Mais do que um produtor de música Eletrônica que ganhou atenção novamente na mídia após uma campanha bem-sucedida do Kickstarter ou pelo anúncio, após um hiato de 13 anos, de seu novo disco, Syro, Aphex Twin é um músico “cult”. Vale ressaltar que esse período de reclusão não significou falta de produção, pois Richard D. James, humano por trás do mito, sempre afirmou que a música é “um trabalho em progresso”, ditado pertinente, um dos poucos que o músico gosta de incorporar a sua vida – “afirmações fechadas são chatas, tornam as pessoas iguais e desinteressantes” -, pois este nunca parou de fazer sons e música, necessariamente nesta ordem. Sua história é rica em detalhes e nuances, mas dificilmente não conseguimos atribuí-lo ao título verdadeiro de “gênio”, ou seja, aquele que possui uma capacidade intelectual extraordinária e é por isso o alvoroço da mídia e fãs pelo seu retorno.

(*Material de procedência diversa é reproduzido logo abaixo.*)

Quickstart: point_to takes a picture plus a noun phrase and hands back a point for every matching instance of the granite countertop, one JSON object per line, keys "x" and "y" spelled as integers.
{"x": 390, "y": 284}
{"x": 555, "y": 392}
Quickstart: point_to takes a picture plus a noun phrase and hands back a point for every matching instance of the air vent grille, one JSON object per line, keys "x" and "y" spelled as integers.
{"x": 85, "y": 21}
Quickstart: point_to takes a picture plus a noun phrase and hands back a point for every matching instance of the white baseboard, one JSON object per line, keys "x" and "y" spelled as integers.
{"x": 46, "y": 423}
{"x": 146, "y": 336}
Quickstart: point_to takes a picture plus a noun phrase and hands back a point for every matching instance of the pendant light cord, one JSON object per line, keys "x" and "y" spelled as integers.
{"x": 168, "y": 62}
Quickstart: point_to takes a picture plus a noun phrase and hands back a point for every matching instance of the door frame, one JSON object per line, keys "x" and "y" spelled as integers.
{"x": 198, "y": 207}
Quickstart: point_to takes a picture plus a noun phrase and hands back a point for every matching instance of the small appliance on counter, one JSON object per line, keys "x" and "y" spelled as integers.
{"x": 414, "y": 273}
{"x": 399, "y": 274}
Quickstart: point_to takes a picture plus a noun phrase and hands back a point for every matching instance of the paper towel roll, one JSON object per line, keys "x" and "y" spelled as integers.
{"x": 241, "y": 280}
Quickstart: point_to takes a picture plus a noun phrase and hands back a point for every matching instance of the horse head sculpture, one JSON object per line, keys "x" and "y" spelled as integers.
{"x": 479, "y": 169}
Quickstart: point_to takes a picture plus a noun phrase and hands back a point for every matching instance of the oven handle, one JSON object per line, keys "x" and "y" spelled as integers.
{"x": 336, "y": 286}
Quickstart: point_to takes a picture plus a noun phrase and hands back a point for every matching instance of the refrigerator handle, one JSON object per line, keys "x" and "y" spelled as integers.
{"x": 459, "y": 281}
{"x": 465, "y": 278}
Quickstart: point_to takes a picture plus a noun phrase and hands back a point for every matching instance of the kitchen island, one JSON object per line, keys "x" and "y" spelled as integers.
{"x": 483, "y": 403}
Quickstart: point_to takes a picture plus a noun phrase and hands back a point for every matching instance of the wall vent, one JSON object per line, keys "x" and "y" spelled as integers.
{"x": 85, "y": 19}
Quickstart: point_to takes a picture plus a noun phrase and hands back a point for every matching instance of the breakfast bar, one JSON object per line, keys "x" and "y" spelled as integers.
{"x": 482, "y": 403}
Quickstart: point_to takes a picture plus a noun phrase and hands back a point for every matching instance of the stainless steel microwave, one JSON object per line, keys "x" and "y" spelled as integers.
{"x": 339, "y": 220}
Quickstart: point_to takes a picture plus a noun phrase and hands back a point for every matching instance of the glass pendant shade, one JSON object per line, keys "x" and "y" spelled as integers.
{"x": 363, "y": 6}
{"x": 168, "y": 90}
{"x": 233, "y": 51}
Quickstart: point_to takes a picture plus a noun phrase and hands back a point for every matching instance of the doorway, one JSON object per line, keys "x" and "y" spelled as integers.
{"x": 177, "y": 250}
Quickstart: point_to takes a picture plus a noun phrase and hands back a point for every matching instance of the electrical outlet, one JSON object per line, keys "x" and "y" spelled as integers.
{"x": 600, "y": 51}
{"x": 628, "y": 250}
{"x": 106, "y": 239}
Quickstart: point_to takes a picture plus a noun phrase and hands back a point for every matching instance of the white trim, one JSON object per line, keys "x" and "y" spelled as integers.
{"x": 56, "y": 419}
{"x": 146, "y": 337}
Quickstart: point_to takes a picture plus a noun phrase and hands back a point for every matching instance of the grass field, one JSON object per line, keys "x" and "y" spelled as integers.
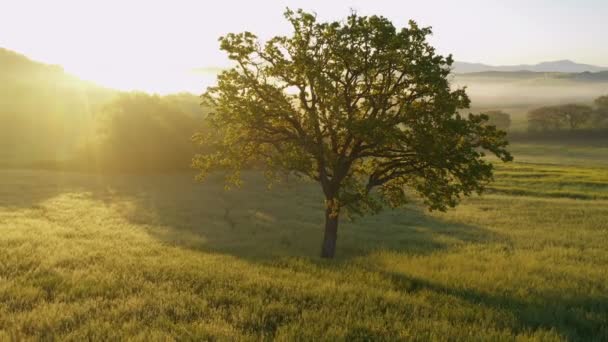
{"x": 159, "y": 257}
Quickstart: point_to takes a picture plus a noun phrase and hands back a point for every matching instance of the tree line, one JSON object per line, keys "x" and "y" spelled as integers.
{"x": 569, "y": 116}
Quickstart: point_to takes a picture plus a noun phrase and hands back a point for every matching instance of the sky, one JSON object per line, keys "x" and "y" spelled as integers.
{"x": 153, "y": 45}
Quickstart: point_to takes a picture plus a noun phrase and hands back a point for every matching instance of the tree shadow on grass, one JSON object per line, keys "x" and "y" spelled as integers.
{"x": 252, "y": 222}
{"x": 257, "y": 224}
{"x": 576, "y": 318}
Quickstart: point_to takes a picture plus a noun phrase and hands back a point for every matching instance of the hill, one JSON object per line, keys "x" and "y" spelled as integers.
{"x": 566, "y": 66}
{"x": 43, "y": 109}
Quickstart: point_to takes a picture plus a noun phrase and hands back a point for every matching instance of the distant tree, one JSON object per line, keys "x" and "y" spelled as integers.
{"x": 575, "y": 115}
{"x": 362, "y": 108}
{"x": 601, "y": 111}
{"x": 572, "y": 116}
{"x": 141, "y": 132}
{"x": 499, "y": 119}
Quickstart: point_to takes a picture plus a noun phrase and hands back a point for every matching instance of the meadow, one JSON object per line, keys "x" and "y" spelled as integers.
{"x": 160, "y": 257}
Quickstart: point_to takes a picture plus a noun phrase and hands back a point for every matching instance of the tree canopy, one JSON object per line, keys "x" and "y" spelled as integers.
{"x": 361, "y": 107}
{"x": 499, "y": 119}
{"x": 572, "y": 116}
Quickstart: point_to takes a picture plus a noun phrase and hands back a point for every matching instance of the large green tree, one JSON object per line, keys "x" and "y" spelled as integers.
{"x": 363, "y": 108}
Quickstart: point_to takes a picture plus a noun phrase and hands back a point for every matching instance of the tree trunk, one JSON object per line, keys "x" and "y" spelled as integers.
{"x": 328, "y": 250}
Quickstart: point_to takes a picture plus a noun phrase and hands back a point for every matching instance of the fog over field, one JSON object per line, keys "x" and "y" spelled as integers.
{"x": 352, "y": 170}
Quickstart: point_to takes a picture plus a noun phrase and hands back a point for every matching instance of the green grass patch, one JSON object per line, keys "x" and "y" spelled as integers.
{"x": 161, "y": 257}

Desde pequeno, o infante Richard gostava de construir circuitos, sejam eles de calculadoras, rádios ou sintetizadores. O que aprendia de prático no colégio era incorporado aos seus projetos pessoais, sempre livres devido o livre-arbítrio que os pais lhe apresentaram logo cedo – ele podia fazer o que bem entendesse nos arredores de sua casa – e não é à toa que ele se tornaria um eterno curioso e constante produtor. Curiosamente, sua vontade inicial era criar sons e não músicas; tirar barulho do que pudesse ser programado ou captado; desejo que moldou o que hoje conhecemos como seu som, algo como música Eletrônica ambiente e ácida. Seus trabalhos como DJ na adolescência lhe dariam a bagagem para entender o que estava tocando na época e o que ele poderia criar a partir de seu histórico. Chega a ser dificil de verdade definir as trilhas, não músicas, compostas por Aphex Twin: são sonhadoras, futuristas, excêntricas? Todos estes adjetivos cabem bem na sua extensa discografia.

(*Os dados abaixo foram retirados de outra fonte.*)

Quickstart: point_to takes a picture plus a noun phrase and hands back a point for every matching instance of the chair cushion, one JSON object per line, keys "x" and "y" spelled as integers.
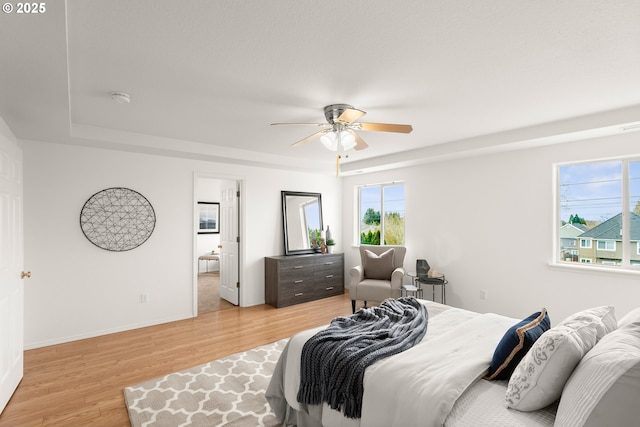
{"x": 515, "y": 343}
{"x": 378, "y": 266}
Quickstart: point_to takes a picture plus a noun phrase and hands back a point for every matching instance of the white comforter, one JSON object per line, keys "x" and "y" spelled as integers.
{"x": 416, "y": 387}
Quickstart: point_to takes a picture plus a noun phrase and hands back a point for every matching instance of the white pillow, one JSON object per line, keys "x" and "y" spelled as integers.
{"x": 606, "y": 313}
{"x": 604, "y": 388}
{"x": 632, "y": 316}
{"x": 540, "y": 376}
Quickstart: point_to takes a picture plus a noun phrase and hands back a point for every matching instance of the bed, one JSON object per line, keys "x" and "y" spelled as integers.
{"x": 441, "y": 380}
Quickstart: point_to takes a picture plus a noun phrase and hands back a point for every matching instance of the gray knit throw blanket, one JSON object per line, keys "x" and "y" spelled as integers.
{"x": 334, "y": 359}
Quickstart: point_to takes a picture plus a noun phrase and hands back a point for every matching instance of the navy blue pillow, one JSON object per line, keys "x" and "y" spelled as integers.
{"x": 515, "y": 343}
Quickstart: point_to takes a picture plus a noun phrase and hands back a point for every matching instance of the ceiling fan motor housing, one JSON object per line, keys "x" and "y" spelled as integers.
{"x": 333, "y": 111}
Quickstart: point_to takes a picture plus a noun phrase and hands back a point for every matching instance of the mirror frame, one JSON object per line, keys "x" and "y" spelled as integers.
{"x": 287, "y": 249}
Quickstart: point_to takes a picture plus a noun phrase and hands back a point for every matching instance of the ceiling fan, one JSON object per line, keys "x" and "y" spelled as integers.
{"x": 339, "y": 132}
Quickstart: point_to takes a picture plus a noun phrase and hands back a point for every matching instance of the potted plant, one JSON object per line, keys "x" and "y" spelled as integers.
{"x": 330, "y": 244}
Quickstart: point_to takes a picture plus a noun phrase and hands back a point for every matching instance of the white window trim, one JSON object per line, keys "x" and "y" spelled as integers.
{"x": 627, "y": 266}
{"x": 356, "y": 225}
{"x": 590, "y": 241}
{"x": 606, "y": 248}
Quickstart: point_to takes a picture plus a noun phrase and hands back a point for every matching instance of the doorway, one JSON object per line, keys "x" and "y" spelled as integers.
{"x": 217, "y": 218}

Richard pode ser considerado um gênio não só pela sua capacidade logo cedo de construção de máquinas sonoras ao seu favor, algo que só evoluiu com tempo, como uma recente entrevista à Rolling Stone afirmou: “Aphex usa robôs em suas composições”. Tal atribuição vem, por exemplo, por mais uma entrevista concedida em 1993 ao famoso réporter de raves inglês Simon Reinolds, raridade de um ser tão adverso à abertura em palavras. Nela, que pode ser lida aqui, o música afirmava naquele tempo – que ainda se mostrava um embrião ao excesso de informação – que conseguia “ouvir cerca de 6000 discos em um ano e saber todos de cor” e que, assim como Mozart afirmou uma vez, construía as músicas em sua cabeça. Muitas vezes, criava trilhas que ele descartava por “já ter ouvido em algum lugar” para depois retornar à produção por ter “efetivamente escutado em sua cabeça somente”. Se perdia no próprio fluxo constante de ideias e era considerado maluco há 21 anos , um drogado desvairado. Incompreendido como muitos gênios já foram – Einsten, Hawking e Hendrix, só para considerar alguns.

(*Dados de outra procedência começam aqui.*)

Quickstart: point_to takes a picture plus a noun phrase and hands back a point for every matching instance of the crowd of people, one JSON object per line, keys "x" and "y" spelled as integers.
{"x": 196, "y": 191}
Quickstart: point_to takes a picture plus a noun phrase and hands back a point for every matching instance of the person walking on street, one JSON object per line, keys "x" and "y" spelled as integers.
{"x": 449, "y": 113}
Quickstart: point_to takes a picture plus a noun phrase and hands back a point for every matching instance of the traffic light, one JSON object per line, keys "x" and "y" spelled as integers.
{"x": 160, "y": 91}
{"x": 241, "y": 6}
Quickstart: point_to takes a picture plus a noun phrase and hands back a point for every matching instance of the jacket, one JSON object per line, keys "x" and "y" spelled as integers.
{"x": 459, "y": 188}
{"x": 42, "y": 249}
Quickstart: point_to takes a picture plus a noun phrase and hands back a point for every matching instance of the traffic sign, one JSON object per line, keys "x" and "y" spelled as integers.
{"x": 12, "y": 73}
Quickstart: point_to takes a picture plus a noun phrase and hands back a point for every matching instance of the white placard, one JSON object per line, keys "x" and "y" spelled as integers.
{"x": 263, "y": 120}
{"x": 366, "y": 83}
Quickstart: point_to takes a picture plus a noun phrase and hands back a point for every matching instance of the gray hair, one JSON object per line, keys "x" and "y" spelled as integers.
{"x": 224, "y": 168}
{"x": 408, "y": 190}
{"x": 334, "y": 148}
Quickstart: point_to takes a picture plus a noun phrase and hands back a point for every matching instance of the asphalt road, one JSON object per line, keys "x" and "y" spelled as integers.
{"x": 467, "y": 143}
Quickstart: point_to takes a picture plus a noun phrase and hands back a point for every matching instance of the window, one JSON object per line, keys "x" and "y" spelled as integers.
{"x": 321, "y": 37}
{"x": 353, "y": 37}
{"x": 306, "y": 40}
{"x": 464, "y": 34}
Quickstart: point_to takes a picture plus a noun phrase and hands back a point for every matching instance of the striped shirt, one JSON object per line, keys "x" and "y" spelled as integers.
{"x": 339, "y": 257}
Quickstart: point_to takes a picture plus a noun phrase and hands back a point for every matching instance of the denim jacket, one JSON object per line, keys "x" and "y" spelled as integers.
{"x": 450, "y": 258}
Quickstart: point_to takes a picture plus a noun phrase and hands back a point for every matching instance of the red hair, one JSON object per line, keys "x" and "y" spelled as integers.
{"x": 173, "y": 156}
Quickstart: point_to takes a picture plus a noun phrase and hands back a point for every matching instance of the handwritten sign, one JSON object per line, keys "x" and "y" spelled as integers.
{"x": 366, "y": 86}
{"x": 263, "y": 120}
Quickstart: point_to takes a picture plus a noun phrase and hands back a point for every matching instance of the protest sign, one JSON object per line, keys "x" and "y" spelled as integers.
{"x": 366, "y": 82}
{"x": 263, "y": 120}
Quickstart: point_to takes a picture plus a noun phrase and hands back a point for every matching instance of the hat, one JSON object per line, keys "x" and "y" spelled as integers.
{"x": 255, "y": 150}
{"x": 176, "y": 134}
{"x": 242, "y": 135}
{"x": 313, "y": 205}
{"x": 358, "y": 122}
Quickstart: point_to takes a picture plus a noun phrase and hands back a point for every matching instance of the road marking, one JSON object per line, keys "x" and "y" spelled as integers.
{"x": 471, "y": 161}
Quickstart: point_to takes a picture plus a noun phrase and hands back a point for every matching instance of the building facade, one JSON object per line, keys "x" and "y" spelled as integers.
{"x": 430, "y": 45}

A incompreensão chega em sua própria expressão, a música. Escute por exemplo o seu “primeiro” LP (porque sua biblioteca musical criada excede a capacidade da maior parte da população em absorver músicas – muito som para pouco tempo de vida) e tente não se ver em uma trilha-sonora espacial perfeita para qualquer filme futurista como Blade Runner, Vingador do Futuro ou Minority Report. Selected Ambient Works 85-92 é uma das obras mais brilhantes já feitas na música, perceba as suas nuances sonoras, atmosferas e ambientes criados virtualmente, todos conduzidos com batidas descompassadas e inovadoras até hoje e tente não se chocar com seu expressionismo sentimental (a passagem pela melancolia, euforia e tristeza, todos sentimentos que Aphex construía muitas vezes sem nem os sentir verdadeiramente). São lapsos de ideias, eurekas, como gostamos de falar. Vale ressaltar que o trabalho contém faixas com quase 30 anos de idade. Isso porque estamos na “nova fronteira sonora da música”, a Eletrônica – para onde podemos expandir daqui?. Tal pergunta foi feita por Richard ainda jovem e respondida logo em seguida.

A progressão de trabalhos excêntricos, seguidos por artes ainda mais irônicas (como os discos I Care Because I Do, Richard D. James ou o EP Windowlicker, todos com seu rosto deformado e demoníaco sob as mais diferentes situações), nos mostra também que estamos lidando com um artista egocêntrico. Entrevistas escassas e sempre diretas, objetivas, ríspidas e secas, a sua saída de cena por “não aguentar mais o fãs” ou simplesmente uma situação em 1996 que, para contrariar os seus vizinhos que não aguentavam mais seu maquinário barulhento,o levou a fazer a festa de lançamento do disco com seu nome em seu apartamento. É um direito dele ser tão agressivo com a imprensa ou seus consumidores? Talvez, mas é a provável resposta de um músico que funciona à sua maneira e nas suas particularidades; seu ego. É por isso que seu retorno à cena musical é tão interessante, mas também sincero.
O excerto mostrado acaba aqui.